Ginnane and Franklin had trouble finding actors who would appear in the film in Australia so only the linking scenes with the professor were shot in that country, with the sex scenes filmed in Los Angeles by Franklin and his cinematographer Vince Monton, using American porn stars. An old classmate of Franklin's from USC, Doug Knapp, was working in the area of porn and put them in touch with casting agent Bill Margold.

The US shoot took ten days, the Australian shoot took one day. Franklin says that John Bluthal, who played the professor, ad-libbed some of his dialogue, and that the porn actors were paid around $200 a day, except for John Holmes who was paid around $400 a day. Franklin:
That was an era where hardcore was NOT being produced in L.A. In fact, as I recall, we had the police call in on more than one occasion while we were shooting, just to make sure we weren't doing hardcore. But I was told, and I guess it would be evident if you studied the films of the era, but virtually all of the actors did hardcore work, but they did that in San Francisco or in Europe.
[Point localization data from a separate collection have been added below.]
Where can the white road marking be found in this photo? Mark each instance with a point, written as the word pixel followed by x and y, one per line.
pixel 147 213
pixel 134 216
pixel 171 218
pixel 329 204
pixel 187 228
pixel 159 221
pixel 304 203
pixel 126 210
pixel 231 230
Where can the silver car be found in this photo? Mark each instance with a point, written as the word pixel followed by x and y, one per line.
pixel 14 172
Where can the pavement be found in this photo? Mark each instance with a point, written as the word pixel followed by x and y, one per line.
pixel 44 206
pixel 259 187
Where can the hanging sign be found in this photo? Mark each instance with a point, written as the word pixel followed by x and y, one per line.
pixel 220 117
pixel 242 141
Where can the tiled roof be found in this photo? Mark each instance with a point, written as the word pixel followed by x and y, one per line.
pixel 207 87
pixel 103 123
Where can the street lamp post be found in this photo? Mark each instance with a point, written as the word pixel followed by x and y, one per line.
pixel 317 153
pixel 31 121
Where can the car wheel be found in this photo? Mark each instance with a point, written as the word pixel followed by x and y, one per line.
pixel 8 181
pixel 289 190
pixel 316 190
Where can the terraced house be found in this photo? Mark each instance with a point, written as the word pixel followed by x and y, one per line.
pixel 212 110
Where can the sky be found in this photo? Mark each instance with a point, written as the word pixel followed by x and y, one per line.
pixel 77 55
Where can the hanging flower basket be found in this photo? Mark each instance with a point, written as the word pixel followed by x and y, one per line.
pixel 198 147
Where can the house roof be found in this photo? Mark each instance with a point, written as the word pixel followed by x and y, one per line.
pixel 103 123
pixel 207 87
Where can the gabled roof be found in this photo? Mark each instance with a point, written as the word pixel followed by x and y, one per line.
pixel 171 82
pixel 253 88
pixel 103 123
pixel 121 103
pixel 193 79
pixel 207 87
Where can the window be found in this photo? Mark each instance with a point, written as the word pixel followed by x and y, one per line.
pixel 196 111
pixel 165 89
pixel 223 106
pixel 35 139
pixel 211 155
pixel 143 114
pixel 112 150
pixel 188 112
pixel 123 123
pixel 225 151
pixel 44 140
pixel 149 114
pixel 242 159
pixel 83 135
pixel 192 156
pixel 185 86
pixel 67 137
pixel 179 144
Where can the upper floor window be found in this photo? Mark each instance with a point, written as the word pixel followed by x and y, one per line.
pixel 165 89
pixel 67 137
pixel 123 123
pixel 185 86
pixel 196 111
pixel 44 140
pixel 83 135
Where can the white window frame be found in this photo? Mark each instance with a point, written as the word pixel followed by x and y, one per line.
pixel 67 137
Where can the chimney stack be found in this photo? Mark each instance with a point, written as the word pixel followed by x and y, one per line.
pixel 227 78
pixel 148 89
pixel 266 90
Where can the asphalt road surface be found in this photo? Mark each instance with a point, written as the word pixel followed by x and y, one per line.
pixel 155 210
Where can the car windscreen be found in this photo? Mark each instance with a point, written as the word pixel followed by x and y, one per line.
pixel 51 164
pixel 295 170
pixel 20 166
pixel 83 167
But it was just a short period when hardcore porn was not… There was no problem shooting what they call T and A, tits and arse, but you weren't allowed to have people fucking on the set.
Despite the presence of American actors, Franklin says it was always his intention that the film be made primarily for the Australian market.

==Reception==
Although the movie was entirely soft core, around 45 seconds were cut out by the Australian censor prior to release. It was originally banned completely in the UK by the BBFC and is still only available with heavy cuts.

The film was extremely popular at the box office and ran for eight months and by 1979 had taken approximately $650,000 in Australia, despite being banned in Queensland. It led to a sequel Fantasm Comes Again (1977).

Franklin says its success enabled him to get financing for Patrick.
Even though I had done it under a pseudonym, it was perceived that I could make films that would make money... I usually don't list it in my filmography, not because I'm ashamed to have done it - I don't know whether Coppola lists HIS in his filmography! - but because it was such a low budget thing, and done in as I recall ten or eleven days, so it was really just like a series of student films strung together, if that makes sense. So I don't really, even though it runs feature length, I don't sort of think of it as a feature film.